We are going through the Mass, bit by bit, on Thursdays on this blog, to see how each ‘bit’ of the liturgy informs our way of life as disciples of Jesus Christ. We have come now to the ‘Collect’ – not the Opening Prayer as it was previously called. This prayer does not ‘open’ anything—the liturgy has been going on for awhile at this point, in case you didn’t notice!

This prayer concludes the Entrance rite, and does so by ‘collecting’ all we have done and said and our whole movement of prayer and worship as a community into a single short formulaic statement.
Collects vary from week to week, and also are attuned to the liturgical seasons and feasts of the year—in fact, a study of collects is a good liturgical catechesis as to the meaning and import of this varied and rich tapestry in time that is our yearly liturgical cycle. Since there is no one text that is ‘the Collect’, I have here in this post, then, the Collect all of us will be hearing on this Sunday.

The basic structure of the Collect is to address God (well, of course) acknowledge some attribute of his (in this case, his mercy), and from that ask Him for some basic good (here, to be made fervent in the theological virtues, so that we may be vigilant in keeping his commands).

This is quite a pattern of Christian prayer, really. I am always baffled when I run across something that is labelled a ‘prayer’ which upon close inspection is not actually addressed to God, but is a meditation about God or some such thing. Prayer is words addressed to God, OK Catholics?

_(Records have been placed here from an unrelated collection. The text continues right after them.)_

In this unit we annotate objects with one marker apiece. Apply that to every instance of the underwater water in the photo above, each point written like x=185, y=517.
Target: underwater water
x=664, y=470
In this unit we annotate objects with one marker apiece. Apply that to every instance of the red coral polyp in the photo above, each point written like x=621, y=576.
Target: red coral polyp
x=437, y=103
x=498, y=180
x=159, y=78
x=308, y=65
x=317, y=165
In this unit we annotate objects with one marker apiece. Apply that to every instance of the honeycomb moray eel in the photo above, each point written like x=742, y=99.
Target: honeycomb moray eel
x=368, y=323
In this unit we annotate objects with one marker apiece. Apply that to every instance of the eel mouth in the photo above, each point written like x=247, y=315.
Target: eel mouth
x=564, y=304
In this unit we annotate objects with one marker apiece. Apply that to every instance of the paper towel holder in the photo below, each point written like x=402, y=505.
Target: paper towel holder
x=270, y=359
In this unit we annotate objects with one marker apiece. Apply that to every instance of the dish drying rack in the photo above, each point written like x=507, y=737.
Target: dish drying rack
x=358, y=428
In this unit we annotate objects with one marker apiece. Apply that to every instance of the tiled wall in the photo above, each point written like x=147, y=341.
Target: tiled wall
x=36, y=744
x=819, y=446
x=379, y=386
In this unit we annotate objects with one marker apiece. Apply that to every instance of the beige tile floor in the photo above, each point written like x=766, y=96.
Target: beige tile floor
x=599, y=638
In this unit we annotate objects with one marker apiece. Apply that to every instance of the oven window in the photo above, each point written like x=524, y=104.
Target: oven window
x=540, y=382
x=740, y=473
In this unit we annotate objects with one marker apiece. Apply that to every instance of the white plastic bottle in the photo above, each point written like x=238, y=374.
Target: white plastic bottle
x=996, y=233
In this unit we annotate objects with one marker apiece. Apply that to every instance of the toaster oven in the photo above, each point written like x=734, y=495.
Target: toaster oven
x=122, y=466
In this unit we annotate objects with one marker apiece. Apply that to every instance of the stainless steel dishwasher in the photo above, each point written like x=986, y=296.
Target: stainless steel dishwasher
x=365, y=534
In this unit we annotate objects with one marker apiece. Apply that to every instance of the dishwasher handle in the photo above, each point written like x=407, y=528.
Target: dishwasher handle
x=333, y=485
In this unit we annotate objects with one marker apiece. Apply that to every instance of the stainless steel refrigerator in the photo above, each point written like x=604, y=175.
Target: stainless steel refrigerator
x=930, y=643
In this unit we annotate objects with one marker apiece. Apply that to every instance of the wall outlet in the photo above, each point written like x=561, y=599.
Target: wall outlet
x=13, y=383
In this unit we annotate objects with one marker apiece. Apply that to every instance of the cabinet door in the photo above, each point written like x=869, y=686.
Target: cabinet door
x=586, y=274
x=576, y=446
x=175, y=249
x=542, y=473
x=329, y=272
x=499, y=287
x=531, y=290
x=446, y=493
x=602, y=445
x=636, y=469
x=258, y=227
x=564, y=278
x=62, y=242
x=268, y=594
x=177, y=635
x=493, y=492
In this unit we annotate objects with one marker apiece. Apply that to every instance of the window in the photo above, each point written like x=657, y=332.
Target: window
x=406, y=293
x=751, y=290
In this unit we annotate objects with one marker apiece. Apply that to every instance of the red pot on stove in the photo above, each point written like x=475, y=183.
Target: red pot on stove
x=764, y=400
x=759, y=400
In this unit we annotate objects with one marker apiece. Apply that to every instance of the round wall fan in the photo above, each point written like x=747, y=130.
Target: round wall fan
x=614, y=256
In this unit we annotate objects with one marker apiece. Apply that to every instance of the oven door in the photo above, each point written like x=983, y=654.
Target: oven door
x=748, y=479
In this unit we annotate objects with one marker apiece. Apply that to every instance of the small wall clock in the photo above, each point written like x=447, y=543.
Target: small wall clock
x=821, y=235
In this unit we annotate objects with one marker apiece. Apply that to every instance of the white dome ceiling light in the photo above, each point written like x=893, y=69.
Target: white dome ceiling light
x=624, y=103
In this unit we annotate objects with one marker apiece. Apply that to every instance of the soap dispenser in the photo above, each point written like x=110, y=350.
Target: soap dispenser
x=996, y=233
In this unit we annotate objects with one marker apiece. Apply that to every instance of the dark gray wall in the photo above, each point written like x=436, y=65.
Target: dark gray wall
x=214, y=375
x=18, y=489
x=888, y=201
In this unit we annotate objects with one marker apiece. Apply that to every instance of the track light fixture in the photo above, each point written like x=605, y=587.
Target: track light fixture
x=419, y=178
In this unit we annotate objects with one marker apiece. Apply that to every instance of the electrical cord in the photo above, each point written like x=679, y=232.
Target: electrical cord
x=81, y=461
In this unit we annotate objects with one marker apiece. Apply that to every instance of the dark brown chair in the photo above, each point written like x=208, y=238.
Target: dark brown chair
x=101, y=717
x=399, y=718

Are we clear on that?

And our prayer is based on faith—on a firm conviction that God is certain things—merciful, loving, all-good, all-powerful, all-knowing. And our prayers should express that faith before we dive in boots and all asking for stuff. We need to start by acknowledging what is before we look to what is not. God has given us so much, and is so much for us and in us.

Even if our lives at any point or many points are full of trials and sufferings, we have been blessed by the Lord in ways that are to many to enumerate. Jesus Christ… the Holy Spirit… salvation… forgiveness… Eucharist… the Church… the Gospels… Our Lady… the saints… do I need to go on? When we pray, we do need to at least nod in the direction of everything God is and does for us before we dive into our needs list.

But then we do bring Him our needs. It is crucial to note, though, that the Collects of the Mass generally do not ask God for too many temporal goods. We ask God here for fervour and watchfulness. Other collects in recent weeks ask for holy joy, the grace to reject what is contrary to Christ, reverence of his holy name, freedom from darkness of error.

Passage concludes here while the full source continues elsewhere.